I spent the day reading Tom Gabel’s blog, tracing my way through the posts in rewind. I recently got into Against Me! and found the man to be quite interesting. I don’t want to be singing praises or displaying my (totally heterosexual) fondness of the guy here, though. It just that it reminds me of how I did the same with Claudio Sanchez’s (for a brief period since it hasn’t been updated) and Jason Mraz’s blogs. They really got me hooked and I enjoy reading about their yarns, opinions, personal struggles and fun times as much as I do watching movies and TV series.
There’s something about the fast-paced life of a touring musician that fascinates me. It’s not just about earning money doing something you love, visiting new places and making new acquaintances each day. I want to know about the unpredictability of life on the road, the changes it causes to the artist as a person and how the whole experience teaches them and defines their overall outlook on life and everything.
I also love reading about the attitudes and philosophies that they stand for. These people are autonomous men who think on their own feet. While influences from others are apparent, they don’t actually seek for endorsement from others since they truly believe in themselves. For so long, this has been my ultimate hope of my upcoming adulthood. I desperately ache to change. I want to be the guy in the future who, when he meets my 23 year-old self, would be ashamed that he knows me at all. I want him to shake my 23 year-old self and scream at my face ruthlessly, “What the hell are you doing!?”.
At this point, my lifestyle is the direct opposite of sophistication. I am not social person, I don’t read, I haven’t got my finger on the pulse of the world and I don’t think much except for morbid destructive things. In short, I am a little useless sad guy who resides in the lowest and furthest rank possible from successful touring musicians. Even if they just happen to have an interesting job and are actually ordinary people with their own everyday ups and downs.
Like a kid wishing to be their favourite superhero, I really like to live these people’s lives.
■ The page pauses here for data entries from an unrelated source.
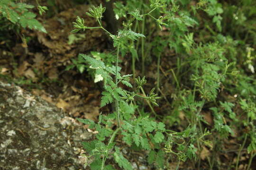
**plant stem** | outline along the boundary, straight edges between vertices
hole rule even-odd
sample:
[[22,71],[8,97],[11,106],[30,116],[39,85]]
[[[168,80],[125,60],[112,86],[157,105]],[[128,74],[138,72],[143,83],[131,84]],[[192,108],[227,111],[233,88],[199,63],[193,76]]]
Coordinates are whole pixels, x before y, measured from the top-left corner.
[[243,144],[242,144],[242,145],[240,146],[240,148],[239,148],[239,152],[238,152],[238,158],[237,160],[237,164],[236,165],[236,170],[238,170],[238,164],[239,163],[239,160],[240,158],[240,155],[241,154],[241,151],[242,151],[242,149],[244,148],[244,146],[245,146],[245,143],[246,142],[246,140],[247,139],[247,136],[248,136],[247,134],[246,134],[245,139],[244,139],[244,142],[243,142]]
[[[115,137],[116,136],[116,135],[117,135],[117,133],[118,132],[119,130],[120,130],[120,128],[118,128],[116,129],[115,132],[112,134],[112,136],[110,137],[110,141],[109,142],[109,143],[108,144],[108,146],[110,145],[110,144],[113,142],[113,141],[114,140],[114,139],[115,138]],[[105,165],[105,162],[106,161],[106,158],[105,156],[105,155],[103,154],[103,158],[102,158],[102,163],[101,164],[101,170],[103,170],[104,169],[104,166]]]
[[[144,90],[143,90],[143,88],[142,87],[139,87],[140,89],[140,90],[141,90],[141,92],[142,92],[142,94],[143,94],[143,95],[145,96],[146,96],[146,94],[145,93],[145,92],[144,92]],[[151,109],[151,110],[152,111],[153,113],[155,115],[155,116],[157,116],[156,113],[154,110],[154,109],[151,105],[151,104],[150,104],[150,102],[147,101],[147,100],[146,100],[146,102],[147,102],[147,104],[148,104],[148,106],[149,106],[149,107],[150,108],[150,109]]]
[[[145,17],[143,17],[143,21],[142,22],[142,28],[141,30],[141,34],[144,34],[144,29],[145,25]],[[145,38],[141,37],[141,57],[142,58],[142,76],[144,76],[144,73],[145,70],[145,56],[144,56],[144,42]]]
[[[118,58],[119,56],[119,48],[120,47],[120,43],[118,44],[117,47],[117,58],[116,59],[116,87],[118,88]],[[120,113],[119,112],[119,103],[117,99],[116,99],[116,111],[117,112],[117,119],[118,119],[118,128],[120,128]]]
[[181,159],[179,159],[179,162],[178,162],[178,165],[177,165],[177,167],[176,167],[175,170],[179,170],[179,168],[180,167],[180,163],[181,163]]
[[250,159],[249,160],[249,163],[248,163],[248,167],[247,167],[247,170],[250,170],[250,168],[251,167],[251,164],[252,163],[252,159],[255,156],[255,155],[256,155],[256,153],[254,153],[254,154],[253,154],[253,151],[251,152]]
[[159,89],[160,84],[160,75],[159,75],[159,68],[160,64],[161,54],[159,54],[157,56],[157,82],[156,82],[156,91],[158,92]]

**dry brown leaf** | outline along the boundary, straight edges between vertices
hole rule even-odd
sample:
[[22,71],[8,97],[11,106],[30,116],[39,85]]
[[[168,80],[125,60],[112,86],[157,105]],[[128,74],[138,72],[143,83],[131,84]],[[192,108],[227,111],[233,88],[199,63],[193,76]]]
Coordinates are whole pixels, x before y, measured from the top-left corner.
[[25,76],[27,78],[32,78],[33,80],[36,80],[37,78],[36,77],[36,74],[33,71],[31,68],[28,68],[27,69],[24,74]]
[[37,52],[35,54],[35,59],[34,59],[33,60],[35,62],[34,65],[36,67],[38,68],[40,66],[42,66],[44,63],[45,57],[44,57],[42,53]]
[[59,99],[58,102],[56,104],[56,106],[63,110],[65,111],[66,108],[69,107],[69,104],[62,99]]
[[48,77],[51,80],[56,79],[58,77],[58,72],[57,68],[51,68],[48,72]]
[[26,61],[24,61],[22,64],[21,64],[18,68],[18,74],[19,76],[23,75],[25,70],[27,68],[27,67],[30,65]]

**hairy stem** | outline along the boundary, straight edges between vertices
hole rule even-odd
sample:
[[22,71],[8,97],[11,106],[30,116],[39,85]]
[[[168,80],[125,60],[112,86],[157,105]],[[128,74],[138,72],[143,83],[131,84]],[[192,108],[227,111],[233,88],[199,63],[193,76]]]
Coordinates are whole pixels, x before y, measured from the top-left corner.
[[[142,93],[143,94],[143,95],[145,95],[145,96],[146,96],[146,94],[145,93],[145,92],[144,92],[144,90],[143,90],[143,88],[142,87],[140,87],[139,88],[140,89],[140,90],[141,90],[141,92],[142,92]],[[150,102],[147,100],[146,100],[146,101],[147,102],[147,104],[148,104],[148,106],[149,106],[149,107],[150,108],[150,109],[151,109],[151,111],[152,111],[152,112],[154,113],[155,116],[157,116],[156,113],[155,113],[155,112],[154,110],[154,109],[153,109],[152,106],[151,105],[151,104],[150,104]]]
[[237,159],[237,164],[236,165],[236,170],[238,170],[238,165],[239,163],[239,160],[240,159],[240,155],[241,154],[241,151],[242,151],[242,150],[244,148],[244,146],[245,146],[245,143],[246,142],[246,140],[247,139],[247,136],[248,136],[248,134],[246,134],[245,139],[244,139],[244,142],[243,142],[243,144],[242,144],[242,145],[240,146],[240,148],[239,148],[238,154],[238,158]]
[[[116,59],[116,87],[118,87],[118,58],[119,57],[119,48],[120,44],[119,43],[117,47],[117,58]],[[118,100],[116,99],[116,111],[117,112],[118,128],[120,128],[120,113],[119,112],[119,103]]]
At such time when (for undisclosed reasons) I feel my life has already been dragged to a halt before it commences, I feel the need to daydream about something real that someone else is experiencing at this very moment. Being a touring rockstar is certainly not a fairy tale and this resonates with me. The interesting eventful life is something that I wish for but on the other hand, the frustrations and hopelessness that they can’t escape reminds me that my own frustrations and hopelessness might not be exclusive to me.